Neither of those two would be consistant with the security model offered by port security. All you would have achieved would be the equivilent of setting a maximum number of "recent" MACs per port, and blocking MAC flooding.

It sounds to me as if you what you want is not "port security" but rather something more like EAP / LEAP (802.1x authentication). The 3550s might handle 802.1x, but I would doubt the 3548's would (not even the Cat3584G-L3).

Reply to
Walter Roberson

Hmm, but I thought that is essentially what Port Security also provides (protection against MAC flooding) but I guess that is not its inherent purpose? Guess I'm a little confused, heh. I was reading up on it before implementing it on our switches and thought that it can be either set to sticky (retains the connected MAC address on its table indefinitely?) or that can be disabled so that a mac addresss, if it hasn't sent any packets, would be cleared or be allowed to forward packets through another port?

Reply to
psychogenic

Guess my other question would be, if I go with 802.1x, would it be pointless then to turn on port security?

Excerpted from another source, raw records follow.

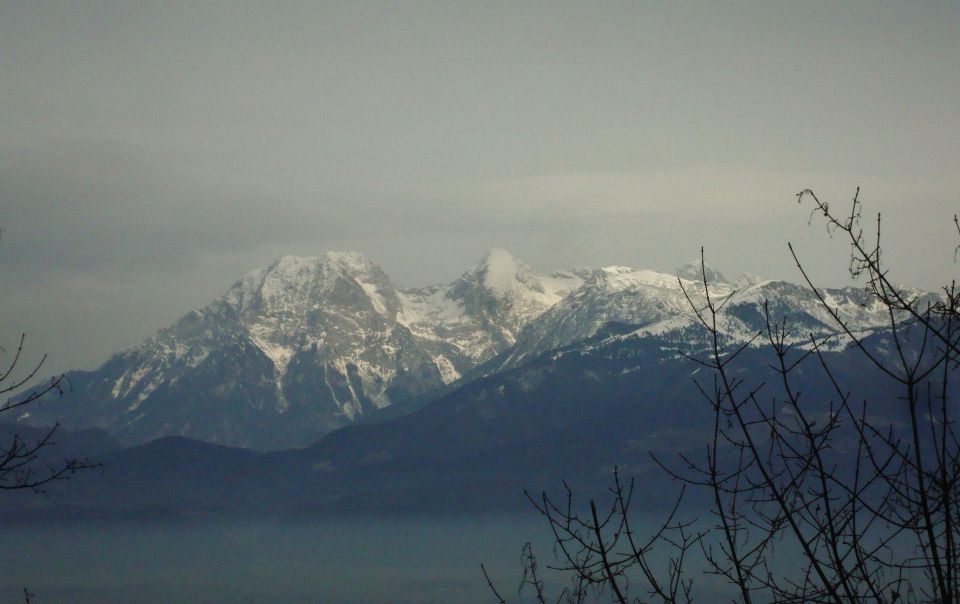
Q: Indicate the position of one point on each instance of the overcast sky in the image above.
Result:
(151, 153)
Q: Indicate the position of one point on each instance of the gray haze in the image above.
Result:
(151, 153)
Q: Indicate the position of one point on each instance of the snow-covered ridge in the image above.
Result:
(308, 344)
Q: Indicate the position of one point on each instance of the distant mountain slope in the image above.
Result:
(302, 347)
(308, 345)
(573, 415)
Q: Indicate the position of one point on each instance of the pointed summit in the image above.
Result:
(502, 274)
(694, 271)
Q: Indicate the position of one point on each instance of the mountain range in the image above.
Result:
(304, 346)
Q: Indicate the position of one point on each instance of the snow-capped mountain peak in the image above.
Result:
(695, 269)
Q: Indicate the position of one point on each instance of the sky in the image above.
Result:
(152, 153)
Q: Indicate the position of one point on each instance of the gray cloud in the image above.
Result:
(151, 153)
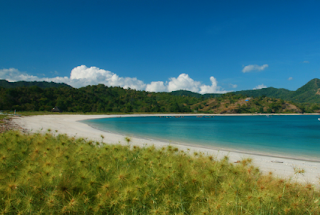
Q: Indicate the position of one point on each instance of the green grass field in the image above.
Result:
(53, 174)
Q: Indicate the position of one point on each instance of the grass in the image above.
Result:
(52, 174)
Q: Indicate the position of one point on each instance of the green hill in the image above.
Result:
(308, 93)
(193, 94)
(41, 84)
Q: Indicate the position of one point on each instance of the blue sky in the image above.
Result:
(202, 46)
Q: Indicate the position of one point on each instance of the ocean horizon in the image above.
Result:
(294, 136)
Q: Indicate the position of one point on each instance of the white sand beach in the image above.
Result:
(69, 124)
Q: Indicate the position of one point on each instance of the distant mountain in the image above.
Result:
(309, 93)
(41, 84)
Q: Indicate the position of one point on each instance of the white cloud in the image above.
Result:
(214, 88)
(250, 68)
(233, 85)
(156, 86)
(183, 82)
(260, 87)
(82, 76)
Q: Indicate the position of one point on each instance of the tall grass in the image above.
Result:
(52, 174)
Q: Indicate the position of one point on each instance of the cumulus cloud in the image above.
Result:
(214, 88)
(233, 85)
(255, 67)
(260, 87)
(183, 82)
(82, 76)
(156, 86)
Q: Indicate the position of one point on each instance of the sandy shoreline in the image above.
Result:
(69, 124)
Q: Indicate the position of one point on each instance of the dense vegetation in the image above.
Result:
(97, 98)
(309, 93)
(237, 103)
(103, 99)
(41, 84)
(54, 174)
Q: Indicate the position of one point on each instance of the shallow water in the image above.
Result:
(277, 135)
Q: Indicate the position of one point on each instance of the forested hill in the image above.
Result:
(41, 84)
(96, 98)
(103, 99)
(309, 93)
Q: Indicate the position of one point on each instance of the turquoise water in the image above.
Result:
(277, 135)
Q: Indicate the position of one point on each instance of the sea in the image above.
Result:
(293, 136)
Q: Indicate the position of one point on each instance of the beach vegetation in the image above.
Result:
(52, 173)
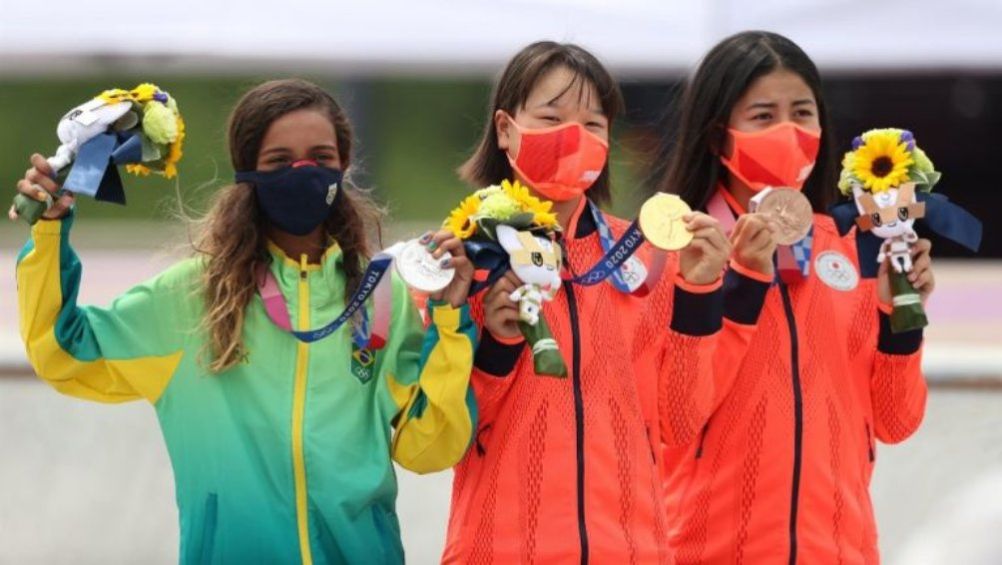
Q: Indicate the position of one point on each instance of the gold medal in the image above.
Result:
(661, 221)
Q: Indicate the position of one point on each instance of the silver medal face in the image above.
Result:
(421, 270)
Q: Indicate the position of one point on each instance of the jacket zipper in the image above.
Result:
(582, 529)
(870, 443)
(798, 419)
(299, 412)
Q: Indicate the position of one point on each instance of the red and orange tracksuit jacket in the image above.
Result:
(781, 473)
(566, 470)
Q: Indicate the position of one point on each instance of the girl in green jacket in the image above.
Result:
(281, 448)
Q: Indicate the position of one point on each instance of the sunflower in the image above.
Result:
(882, 160)
(460, 220)
(541, 214)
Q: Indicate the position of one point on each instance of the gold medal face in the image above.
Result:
(792, 212)
(661, 221)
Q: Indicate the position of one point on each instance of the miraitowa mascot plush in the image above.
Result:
(891, 181)
(139, 128)
(536, 261)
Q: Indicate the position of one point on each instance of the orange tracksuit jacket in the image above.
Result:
(781, 473)
(566, 470)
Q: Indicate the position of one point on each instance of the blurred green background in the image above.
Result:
(412, 134)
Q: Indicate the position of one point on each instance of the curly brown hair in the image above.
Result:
(231, 235)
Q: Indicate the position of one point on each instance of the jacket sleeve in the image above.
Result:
(897, 386)
(125, 352)
(428, 374)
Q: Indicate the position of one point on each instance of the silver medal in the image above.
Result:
(420, 269)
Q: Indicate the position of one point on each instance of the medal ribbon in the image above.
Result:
(374, 281)
(616, 254)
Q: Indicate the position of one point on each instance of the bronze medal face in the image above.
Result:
(661, 221)
(791, 210)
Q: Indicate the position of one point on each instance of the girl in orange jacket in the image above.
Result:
(565, 470)
(781, 472)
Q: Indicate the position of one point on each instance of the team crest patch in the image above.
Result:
(836, 270)
(363, 361)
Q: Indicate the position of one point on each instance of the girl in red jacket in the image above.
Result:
(565, 470)
(782, 471)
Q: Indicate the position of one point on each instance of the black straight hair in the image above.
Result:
(488, 164)
(686, 161)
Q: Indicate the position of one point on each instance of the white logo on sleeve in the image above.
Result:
(836, 270)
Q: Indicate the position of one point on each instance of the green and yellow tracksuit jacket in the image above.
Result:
(285, 458)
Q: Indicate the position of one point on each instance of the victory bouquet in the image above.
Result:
(891, 179)
(139, 128)
(504, 226)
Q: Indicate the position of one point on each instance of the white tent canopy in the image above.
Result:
(635, 37)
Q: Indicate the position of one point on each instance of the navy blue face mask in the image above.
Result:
(296, 198)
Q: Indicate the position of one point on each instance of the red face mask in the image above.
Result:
(559, 162)
(781, 156)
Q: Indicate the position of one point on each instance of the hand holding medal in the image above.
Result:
(669, 224)
(437, 263)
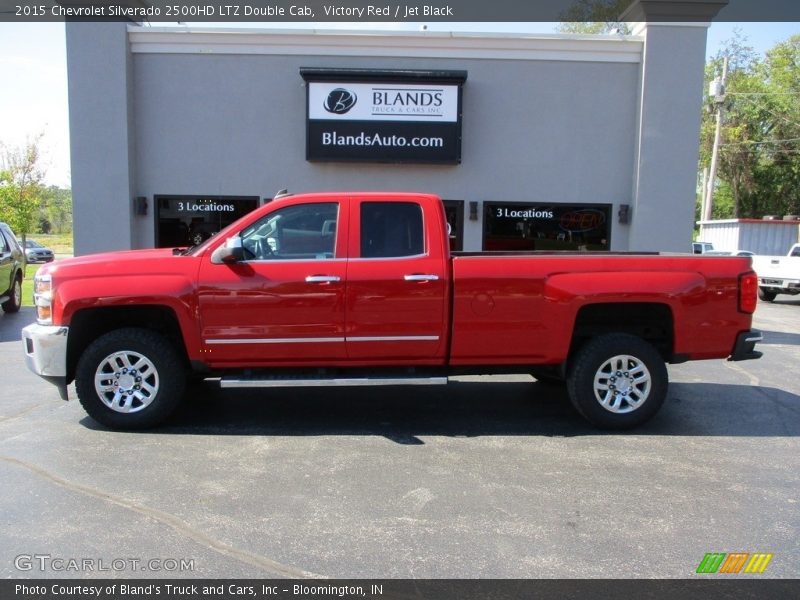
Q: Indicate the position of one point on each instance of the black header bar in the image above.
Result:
(371, 11)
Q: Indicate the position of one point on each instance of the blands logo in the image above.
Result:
(733, 563)
(339, 101)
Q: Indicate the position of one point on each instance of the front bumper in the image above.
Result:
(46, 353)
(744, 349)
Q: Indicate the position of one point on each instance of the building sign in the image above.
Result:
(521, 226)
(383, 116)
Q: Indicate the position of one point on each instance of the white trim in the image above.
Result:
(394, 338)
(581, 48)
(276, 341)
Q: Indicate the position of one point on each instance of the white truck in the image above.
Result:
(778, 274)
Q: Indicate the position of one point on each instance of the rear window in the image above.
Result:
(391, 229)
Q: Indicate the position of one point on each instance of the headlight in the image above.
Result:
(43, 299)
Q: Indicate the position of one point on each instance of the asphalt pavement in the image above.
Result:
(492, 477)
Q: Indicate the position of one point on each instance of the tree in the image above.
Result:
(759, 160)
(21, 187)
(594, 17)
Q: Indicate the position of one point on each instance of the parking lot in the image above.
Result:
(488, 478)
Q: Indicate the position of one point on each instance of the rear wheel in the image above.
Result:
(617, 381)
(766, 295)
(130, 379)
(14, 301)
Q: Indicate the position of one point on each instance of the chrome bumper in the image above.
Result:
(46, 353)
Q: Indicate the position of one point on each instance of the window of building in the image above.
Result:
(191, 220)
(391, 229)
(523, 226)
(300, 232)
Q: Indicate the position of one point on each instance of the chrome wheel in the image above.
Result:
(622, 384)
(126, 381)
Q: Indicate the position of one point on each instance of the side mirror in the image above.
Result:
(229, 253)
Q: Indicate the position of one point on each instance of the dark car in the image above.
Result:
(35, 252)
(11, 270)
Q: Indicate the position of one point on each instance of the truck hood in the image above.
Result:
(123, 263)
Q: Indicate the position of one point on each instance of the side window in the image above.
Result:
(301, 232)
(391, 229)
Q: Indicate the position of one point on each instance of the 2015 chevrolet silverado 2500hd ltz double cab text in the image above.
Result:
(361, 289)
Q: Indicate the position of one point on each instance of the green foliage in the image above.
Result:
(25, 203)
(21, 187)
(759, 160)
(55, 212)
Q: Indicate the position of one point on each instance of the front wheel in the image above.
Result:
(617, 381)
(130, 379)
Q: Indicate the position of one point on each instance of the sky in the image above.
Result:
(34, 72)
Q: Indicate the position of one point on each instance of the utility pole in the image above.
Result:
(717, 93)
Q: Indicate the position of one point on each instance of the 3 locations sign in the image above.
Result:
(384, 116)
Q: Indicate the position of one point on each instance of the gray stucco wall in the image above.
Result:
(99, 67)
(536, 131)
(669, 140)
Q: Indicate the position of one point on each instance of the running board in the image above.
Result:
(278, 381)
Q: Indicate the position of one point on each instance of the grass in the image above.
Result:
(60, 243)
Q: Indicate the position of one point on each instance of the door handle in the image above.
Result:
(323, 279)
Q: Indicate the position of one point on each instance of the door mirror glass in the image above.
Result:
(230, 252)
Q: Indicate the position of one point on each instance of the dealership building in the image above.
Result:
(535, 142)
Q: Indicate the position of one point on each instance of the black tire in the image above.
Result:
(160, 377)
(633, 394)
(14, 302)
(766, 295)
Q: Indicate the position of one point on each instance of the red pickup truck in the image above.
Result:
(362, 289)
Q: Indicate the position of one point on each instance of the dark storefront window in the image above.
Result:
(522, 226)
(190, 220)
(454, 211)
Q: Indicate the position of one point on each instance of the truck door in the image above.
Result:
(396, 284)
(284, 303)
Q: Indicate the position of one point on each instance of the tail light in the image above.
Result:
(748, 292)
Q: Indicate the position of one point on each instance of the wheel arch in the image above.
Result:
(652, 321)
(88, 324)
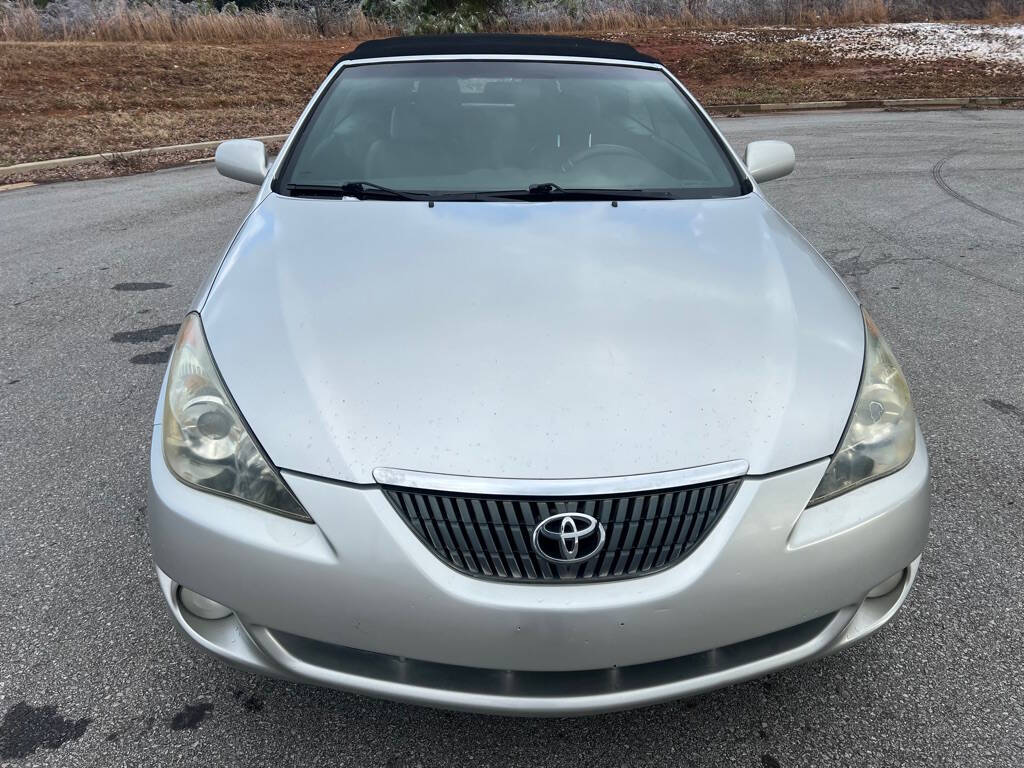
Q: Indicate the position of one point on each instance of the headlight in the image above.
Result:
(206, 441)
(880, 437)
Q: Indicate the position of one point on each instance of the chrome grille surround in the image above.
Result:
(489, 536)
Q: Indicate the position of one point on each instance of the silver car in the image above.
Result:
(513, 394)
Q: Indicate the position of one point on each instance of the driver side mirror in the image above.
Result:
(243, 160)
(769, 160)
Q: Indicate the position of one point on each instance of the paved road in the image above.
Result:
(922, 213)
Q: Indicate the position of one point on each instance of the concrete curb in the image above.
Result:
(42, 165)
(869, 103)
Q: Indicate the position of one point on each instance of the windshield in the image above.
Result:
(451, 127)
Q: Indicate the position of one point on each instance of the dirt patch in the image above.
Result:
(66, 98)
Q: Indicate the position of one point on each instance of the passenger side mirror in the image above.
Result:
(769, 160)
(242, 159)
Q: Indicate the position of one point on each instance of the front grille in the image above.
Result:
(491, 537)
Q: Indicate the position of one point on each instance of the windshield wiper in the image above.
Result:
(551, 189)
(351, 189)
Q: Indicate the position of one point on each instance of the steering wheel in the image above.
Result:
(601, 151)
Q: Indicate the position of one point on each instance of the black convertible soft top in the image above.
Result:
(532, 45)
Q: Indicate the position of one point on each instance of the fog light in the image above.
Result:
(203, 607)
(886, 587)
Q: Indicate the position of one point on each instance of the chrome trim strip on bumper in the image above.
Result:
(563, 486)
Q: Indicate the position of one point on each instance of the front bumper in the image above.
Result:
(357, 602)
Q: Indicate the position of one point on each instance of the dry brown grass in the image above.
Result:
(154, 24)
(142, 23)
(65, 98)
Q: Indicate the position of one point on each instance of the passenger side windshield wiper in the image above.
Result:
(358, 189)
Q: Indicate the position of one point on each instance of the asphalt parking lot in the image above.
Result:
(922, 213)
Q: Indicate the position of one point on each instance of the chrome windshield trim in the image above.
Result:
(561, 486)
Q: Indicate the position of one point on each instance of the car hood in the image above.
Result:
(534, 340)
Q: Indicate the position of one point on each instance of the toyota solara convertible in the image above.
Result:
(513, 394)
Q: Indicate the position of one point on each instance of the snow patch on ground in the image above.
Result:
(1001, 47)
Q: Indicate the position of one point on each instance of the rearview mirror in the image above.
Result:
(242, 159)
(769, 160)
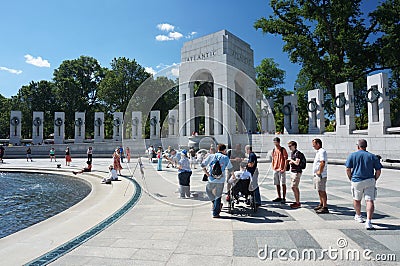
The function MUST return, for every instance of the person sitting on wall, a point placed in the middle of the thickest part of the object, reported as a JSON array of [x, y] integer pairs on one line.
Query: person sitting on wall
[[85, 169], [113, 176]]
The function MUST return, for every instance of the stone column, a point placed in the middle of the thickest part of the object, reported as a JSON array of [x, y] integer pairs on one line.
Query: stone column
[[37, 127], [344, 103], [137, 125], [59, 127], [173, 123], [79, 124], [218, 111], [15, 127], [291, 115], [154, 124], [316, 119], [98, 127], [378, 104], [118, 122]]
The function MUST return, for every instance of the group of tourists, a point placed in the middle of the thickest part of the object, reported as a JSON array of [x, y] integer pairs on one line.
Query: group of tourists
[[362, 168]]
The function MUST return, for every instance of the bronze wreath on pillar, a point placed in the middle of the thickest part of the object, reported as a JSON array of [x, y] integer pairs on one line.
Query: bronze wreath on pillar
[[312, 106], [375, 94]]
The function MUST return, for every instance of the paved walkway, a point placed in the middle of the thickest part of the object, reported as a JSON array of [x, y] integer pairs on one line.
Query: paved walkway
[[164, 230]]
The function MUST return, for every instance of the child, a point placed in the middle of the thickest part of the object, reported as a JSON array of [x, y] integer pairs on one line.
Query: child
[[240, 181], [159, 157], [90, 153], [29, 154], [184, 174], [193, 159], [52, 154], [128, 154], [86, 169], [113, 176]]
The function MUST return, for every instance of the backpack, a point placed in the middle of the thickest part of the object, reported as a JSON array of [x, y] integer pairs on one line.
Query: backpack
[[216, 170], [303, 161]]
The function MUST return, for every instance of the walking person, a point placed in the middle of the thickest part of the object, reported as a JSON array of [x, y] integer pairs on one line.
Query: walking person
[[320, 171], [89, 153], [29, 154], [121, 153], [192, 158], [150, 153], [1, 153], [279, 162], [253, 170], [52, 154], [184, 173], [117, 161], [67, 157], [363, 170], [159, 159], [295, 173], [215, 184], [128, 154]]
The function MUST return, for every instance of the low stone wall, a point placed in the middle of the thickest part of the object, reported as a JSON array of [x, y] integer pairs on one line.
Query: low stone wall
[[337, 147]]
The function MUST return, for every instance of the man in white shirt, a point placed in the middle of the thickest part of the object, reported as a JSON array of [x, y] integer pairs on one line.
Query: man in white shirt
[[320, 171]]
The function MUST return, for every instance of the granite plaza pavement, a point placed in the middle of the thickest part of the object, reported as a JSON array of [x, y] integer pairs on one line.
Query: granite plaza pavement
[[165, 230]]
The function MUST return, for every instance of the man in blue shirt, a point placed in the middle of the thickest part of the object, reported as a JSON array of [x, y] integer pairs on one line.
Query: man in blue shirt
[[215, 186], [252, 168], [363, 169]]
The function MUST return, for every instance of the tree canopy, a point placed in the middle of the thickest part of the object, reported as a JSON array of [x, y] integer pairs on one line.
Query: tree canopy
[[334, 41]]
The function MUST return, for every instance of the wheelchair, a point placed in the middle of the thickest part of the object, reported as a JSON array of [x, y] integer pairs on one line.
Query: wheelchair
[[239, 193]]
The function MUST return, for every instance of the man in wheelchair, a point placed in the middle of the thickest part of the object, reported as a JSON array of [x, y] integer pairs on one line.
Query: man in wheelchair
[[240, 181]]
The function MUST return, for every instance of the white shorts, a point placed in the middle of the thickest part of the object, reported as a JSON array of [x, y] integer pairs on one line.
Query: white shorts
[[279, 178], [320, 183], [366, 187]]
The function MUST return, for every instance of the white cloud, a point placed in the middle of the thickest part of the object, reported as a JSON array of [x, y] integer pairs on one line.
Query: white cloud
[[162, 38], [38, 61], [171, 36], [165, 27], [10, 70], [150, 70], [190, 35], [175, 71], [175, 35]]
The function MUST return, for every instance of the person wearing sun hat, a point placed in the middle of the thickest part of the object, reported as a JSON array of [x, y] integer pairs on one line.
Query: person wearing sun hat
[[184, 173]]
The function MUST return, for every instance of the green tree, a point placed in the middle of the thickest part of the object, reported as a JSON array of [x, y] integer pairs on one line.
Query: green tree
[[118, 86], [77, 82], [269, 78], [5, 108], [37, 96], [334, 41]]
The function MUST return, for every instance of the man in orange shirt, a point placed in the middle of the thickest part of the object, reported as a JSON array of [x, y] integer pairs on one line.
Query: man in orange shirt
[[279, 161]]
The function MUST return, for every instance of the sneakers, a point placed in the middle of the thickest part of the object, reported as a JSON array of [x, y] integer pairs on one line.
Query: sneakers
[[358, 218], [277, 200], [295, 205], [318, 207], [368, 225], [322, 210]]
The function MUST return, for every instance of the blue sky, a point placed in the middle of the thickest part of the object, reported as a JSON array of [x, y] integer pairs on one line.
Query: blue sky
[[36, 36]]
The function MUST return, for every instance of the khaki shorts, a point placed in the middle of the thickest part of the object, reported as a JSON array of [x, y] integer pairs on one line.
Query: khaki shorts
[[320, 183], [295, 179], [279, 178], [366, 187]]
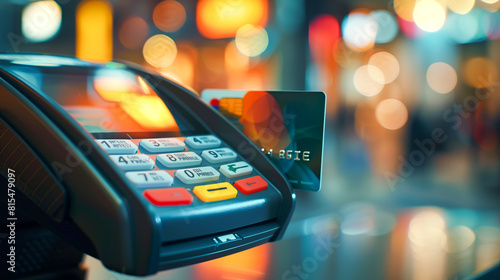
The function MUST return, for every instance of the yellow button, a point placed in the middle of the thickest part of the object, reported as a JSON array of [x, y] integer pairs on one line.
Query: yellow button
[[215, 192]]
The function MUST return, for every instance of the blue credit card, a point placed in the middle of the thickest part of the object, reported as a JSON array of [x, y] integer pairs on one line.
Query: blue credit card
[[288, 126]]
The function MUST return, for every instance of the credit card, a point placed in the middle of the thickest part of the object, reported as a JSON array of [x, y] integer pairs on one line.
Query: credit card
[[288, 126]]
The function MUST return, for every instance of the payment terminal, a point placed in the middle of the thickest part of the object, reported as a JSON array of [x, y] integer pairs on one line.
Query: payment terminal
[[132, 168]]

Thanks again for your help.

Reply to
psychogenic

Quoting context helps: most of the regular posters here do not use googlegroups as their usenet reading interface, so usually cannot immediately see the proceeding messages in the thread.

No, port security is primarily to lock particular devices to particular ports; e.g., to add a measure of trust that it is your finance manager who is accessing the payroll subsystem and not someone who has slipped into that office with a laptop that they have plugged in.

Might depend upon the version; I haven't looked at it recently.